Matter Value
In the studio, students develop proposals for the adaptive reuse of the Donuimun Museum Village in Seoul, Korea. The projects explore a combination of retaining historic buildings, providing work and retail spaces, and designing a new form of civic space that promotes experience and awareness of ecology within the urban environment.
The site was initially part of the old city walls of Seoul, known as Donuimun (which translates to "Gate of the East"). It was historically a residential area with traditional Korean architecture, but it underwent significant changes over the decades due to modernization and urban development. In the early 2000s, as Seoul was rapidly transforming, there was a growing interest in preserving parts of its historical and cultural heritage.

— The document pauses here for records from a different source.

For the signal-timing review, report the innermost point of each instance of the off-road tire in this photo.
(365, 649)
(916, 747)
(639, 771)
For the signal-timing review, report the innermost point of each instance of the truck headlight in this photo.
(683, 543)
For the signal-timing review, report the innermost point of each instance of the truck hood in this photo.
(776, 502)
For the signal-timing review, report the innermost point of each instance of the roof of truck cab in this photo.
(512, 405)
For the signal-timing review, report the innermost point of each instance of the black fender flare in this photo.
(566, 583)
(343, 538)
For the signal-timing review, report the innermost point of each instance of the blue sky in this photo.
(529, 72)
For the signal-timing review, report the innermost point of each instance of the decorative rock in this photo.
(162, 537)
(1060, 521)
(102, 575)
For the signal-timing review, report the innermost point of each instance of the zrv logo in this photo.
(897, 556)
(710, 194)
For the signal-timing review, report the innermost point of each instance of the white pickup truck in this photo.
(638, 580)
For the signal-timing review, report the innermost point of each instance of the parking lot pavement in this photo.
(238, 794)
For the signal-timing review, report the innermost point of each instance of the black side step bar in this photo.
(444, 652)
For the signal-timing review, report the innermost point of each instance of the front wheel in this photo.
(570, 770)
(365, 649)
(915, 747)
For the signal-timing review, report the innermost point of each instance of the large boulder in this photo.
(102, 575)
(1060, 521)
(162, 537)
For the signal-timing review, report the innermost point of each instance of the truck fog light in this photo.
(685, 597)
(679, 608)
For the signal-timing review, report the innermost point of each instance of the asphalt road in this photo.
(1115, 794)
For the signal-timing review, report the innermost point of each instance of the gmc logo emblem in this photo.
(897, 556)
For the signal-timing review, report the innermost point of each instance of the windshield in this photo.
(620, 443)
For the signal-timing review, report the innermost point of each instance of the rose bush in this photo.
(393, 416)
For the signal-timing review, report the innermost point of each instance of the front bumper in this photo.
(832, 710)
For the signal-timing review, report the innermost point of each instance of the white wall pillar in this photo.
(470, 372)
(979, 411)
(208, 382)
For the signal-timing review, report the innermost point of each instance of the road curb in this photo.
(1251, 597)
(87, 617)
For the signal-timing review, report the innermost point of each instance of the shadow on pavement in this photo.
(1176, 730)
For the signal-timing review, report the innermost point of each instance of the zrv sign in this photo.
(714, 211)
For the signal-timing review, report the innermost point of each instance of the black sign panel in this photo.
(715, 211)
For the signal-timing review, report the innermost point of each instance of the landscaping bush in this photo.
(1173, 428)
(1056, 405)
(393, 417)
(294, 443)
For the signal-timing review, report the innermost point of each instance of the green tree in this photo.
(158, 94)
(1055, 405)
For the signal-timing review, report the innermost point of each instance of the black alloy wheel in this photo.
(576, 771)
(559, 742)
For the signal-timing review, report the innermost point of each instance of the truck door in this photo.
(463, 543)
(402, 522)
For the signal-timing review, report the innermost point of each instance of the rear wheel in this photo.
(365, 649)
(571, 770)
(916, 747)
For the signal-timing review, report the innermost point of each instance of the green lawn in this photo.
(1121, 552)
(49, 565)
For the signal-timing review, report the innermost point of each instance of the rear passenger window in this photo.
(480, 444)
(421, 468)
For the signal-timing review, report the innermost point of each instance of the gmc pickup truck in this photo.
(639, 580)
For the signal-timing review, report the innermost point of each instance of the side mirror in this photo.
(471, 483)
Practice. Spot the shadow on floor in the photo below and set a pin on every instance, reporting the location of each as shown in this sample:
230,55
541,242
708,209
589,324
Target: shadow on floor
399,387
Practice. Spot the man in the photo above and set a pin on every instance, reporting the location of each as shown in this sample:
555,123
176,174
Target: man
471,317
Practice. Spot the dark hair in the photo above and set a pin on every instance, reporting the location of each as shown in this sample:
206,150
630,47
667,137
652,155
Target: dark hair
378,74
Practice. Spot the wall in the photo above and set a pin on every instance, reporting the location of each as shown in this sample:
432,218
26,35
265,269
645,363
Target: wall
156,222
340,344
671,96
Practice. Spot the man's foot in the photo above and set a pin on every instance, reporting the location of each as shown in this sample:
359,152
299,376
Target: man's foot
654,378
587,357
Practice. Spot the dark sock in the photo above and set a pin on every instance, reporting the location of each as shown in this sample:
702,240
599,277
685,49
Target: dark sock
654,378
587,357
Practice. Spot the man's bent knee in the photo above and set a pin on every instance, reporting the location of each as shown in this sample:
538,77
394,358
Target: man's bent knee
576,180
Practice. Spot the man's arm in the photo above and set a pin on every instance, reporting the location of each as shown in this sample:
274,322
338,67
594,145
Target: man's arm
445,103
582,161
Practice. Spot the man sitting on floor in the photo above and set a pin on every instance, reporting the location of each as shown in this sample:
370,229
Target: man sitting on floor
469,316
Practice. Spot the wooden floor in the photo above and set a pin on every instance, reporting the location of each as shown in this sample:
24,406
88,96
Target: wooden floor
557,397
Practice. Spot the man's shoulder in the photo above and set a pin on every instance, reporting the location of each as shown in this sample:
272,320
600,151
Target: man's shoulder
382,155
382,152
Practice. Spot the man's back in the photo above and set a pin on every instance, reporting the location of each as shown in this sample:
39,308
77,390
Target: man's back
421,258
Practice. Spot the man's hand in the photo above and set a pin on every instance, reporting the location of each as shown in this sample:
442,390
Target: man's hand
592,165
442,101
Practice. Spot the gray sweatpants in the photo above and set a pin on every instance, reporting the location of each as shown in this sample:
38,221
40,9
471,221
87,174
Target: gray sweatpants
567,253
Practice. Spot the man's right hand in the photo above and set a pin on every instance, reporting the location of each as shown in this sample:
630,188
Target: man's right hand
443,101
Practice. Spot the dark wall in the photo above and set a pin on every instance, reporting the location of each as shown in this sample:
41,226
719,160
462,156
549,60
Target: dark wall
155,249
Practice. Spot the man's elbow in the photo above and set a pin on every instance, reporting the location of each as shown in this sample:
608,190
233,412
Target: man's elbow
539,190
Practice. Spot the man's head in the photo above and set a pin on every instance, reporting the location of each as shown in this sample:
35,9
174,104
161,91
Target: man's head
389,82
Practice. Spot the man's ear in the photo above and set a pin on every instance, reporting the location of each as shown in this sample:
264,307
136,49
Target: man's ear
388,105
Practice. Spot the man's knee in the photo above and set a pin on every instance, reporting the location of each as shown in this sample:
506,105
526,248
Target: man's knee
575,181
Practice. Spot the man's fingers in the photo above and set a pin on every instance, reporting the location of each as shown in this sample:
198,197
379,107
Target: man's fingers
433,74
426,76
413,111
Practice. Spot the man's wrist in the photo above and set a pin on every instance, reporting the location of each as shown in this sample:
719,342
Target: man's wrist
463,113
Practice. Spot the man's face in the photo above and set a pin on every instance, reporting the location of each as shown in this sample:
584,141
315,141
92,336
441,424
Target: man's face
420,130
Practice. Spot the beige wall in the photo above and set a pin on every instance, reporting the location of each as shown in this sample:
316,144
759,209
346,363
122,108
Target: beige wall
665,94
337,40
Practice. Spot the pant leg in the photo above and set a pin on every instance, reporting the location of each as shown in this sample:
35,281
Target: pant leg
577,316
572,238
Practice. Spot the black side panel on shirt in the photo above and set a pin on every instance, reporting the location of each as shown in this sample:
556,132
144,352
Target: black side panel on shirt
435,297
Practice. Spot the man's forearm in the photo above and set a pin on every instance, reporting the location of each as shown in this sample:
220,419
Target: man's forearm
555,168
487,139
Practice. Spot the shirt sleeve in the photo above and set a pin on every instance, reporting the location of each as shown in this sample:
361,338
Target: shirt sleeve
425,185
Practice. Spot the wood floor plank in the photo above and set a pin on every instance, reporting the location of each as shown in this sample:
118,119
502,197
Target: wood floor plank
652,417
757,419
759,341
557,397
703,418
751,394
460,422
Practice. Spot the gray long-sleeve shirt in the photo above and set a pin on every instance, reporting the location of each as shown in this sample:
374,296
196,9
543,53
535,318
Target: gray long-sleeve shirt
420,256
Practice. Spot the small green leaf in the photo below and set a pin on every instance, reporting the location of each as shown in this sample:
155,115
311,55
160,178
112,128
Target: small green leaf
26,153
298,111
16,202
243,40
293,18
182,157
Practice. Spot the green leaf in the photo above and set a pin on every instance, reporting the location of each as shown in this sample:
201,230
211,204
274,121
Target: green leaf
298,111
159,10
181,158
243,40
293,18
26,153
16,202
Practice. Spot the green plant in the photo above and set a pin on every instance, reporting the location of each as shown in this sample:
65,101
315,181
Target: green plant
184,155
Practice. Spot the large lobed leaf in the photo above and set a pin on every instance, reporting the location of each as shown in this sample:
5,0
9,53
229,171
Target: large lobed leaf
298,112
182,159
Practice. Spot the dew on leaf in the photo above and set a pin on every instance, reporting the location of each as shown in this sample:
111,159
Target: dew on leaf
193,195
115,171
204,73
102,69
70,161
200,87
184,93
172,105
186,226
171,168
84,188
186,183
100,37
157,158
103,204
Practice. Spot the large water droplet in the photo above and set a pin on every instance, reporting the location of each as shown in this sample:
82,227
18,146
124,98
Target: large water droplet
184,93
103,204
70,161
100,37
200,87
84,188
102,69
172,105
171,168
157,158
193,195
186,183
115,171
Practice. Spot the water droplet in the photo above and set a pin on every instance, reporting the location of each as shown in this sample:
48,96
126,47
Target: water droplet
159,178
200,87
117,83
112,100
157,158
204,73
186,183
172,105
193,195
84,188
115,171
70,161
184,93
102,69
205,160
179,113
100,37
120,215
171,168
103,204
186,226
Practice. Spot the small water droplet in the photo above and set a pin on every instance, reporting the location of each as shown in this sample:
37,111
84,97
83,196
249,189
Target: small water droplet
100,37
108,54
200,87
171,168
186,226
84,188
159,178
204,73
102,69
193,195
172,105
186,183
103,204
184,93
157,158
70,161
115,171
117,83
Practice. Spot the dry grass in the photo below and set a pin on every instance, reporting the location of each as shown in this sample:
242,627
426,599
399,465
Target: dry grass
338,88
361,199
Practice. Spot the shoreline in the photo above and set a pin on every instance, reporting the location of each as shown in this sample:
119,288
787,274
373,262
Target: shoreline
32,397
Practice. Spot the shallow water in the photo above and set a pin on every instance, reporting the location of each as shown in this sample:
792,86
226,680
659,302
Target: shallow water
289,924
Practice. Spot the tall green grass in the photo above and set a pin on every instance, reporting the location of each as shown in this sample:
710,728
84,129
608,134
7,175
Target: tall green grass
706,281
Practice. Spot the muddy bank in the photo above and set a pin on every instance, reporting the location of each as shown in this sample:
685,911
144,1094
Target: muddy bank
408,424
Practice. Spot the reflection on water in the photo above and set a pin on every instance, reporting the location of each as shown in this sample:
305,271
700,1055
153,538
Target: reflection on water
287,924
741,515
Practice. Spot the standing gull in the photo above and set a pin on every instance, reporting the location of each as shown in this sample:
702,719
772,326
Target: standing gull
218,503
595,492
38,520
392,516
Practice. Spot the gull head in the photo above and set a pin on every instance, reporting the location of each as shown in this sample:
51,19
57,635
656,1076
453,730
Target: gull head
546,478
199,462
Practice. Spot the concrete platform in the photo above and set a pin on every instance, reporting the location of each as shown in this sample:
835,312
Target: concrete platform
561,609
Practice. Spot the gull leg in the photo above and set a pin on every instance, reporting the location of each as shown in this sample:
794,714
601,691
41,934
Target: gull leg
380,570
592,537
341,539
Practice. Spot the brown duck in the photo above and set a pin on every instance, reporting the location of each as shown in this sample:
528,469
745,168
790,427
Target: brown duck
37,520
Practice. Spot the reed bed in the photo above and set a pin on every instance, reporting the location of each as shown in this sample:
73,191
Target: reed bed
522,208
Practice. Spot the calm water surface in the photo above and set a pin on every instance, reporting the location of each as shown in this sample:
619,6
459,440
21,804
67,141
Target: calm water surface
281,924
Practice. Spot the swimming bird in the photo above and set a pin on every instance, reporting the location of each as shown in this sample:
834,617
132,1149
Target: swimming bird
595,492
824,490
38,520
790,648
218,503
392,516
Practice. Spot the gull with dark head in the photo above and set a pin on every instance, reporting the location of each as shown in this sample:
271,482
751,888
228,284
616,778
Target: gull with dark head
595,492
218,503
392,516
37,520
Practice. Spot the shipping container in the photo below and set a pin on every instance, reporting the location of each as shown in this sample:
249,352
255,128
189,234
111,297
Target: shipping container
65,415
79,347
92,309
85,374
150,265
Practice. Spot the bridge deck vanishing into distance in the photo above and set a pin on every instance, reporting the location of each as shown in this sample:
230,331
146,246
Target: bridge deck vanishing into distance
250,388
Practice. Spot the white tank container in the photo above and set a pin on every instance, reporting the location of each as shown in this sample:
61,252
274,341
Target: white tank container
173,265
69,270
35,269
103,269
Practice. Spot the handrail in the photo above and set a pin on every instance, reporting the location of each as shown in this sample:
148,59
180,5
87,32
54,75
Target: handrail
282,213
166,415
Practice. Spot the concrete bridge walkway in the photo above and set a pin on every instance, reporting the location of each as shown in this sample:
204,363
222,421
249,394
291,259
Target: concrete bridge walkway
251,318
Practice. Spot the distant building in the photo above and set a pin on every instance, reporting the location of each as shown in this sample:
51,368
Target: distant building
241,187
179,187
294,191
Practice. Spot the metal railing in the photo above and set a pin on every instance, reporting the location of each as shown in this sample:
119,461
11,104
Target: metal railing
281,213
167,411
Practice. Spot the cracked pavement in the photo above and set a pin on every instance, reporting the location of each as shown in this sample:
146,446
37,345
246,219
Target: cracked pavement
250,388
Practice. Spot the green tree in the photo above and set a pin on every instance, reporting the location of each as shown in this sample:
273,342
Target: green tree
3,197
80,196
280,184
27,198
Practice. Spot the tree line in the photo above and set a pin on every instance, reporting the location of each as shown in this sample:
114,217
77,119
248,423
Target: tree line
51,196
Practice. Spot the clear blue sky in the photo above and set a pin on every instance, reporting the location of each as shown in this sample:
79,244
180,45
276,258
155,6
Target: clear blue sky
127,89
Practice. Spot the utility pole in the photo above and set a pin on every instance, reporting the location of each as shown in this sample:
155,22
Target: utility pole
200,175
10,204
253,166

The Seoul Metropolitan Government is developing proposals to radically redesign the adjacent Gyeonghui Palace due to the reported visitor numbers of 1500 per day, which is very low compared to 57,430 people per day in Gyeongbokgung Palace and 28,150 people in Deoksugung Palace. The city's response is to overhaul the site, offering extensive new civic space and new forms of pedestrian access across the hillside topology. The masterplan suggests that the Donuimun Museum Village is to be demolished and absorbed into the new civic space in the form of walkways and parks. Not only does this erase the remaining significant historic structures on the site, but it raises questions about the environmental and economic wastefulness of demolishing an area that was only redeveloped less than a decade ago for $25 Million USD.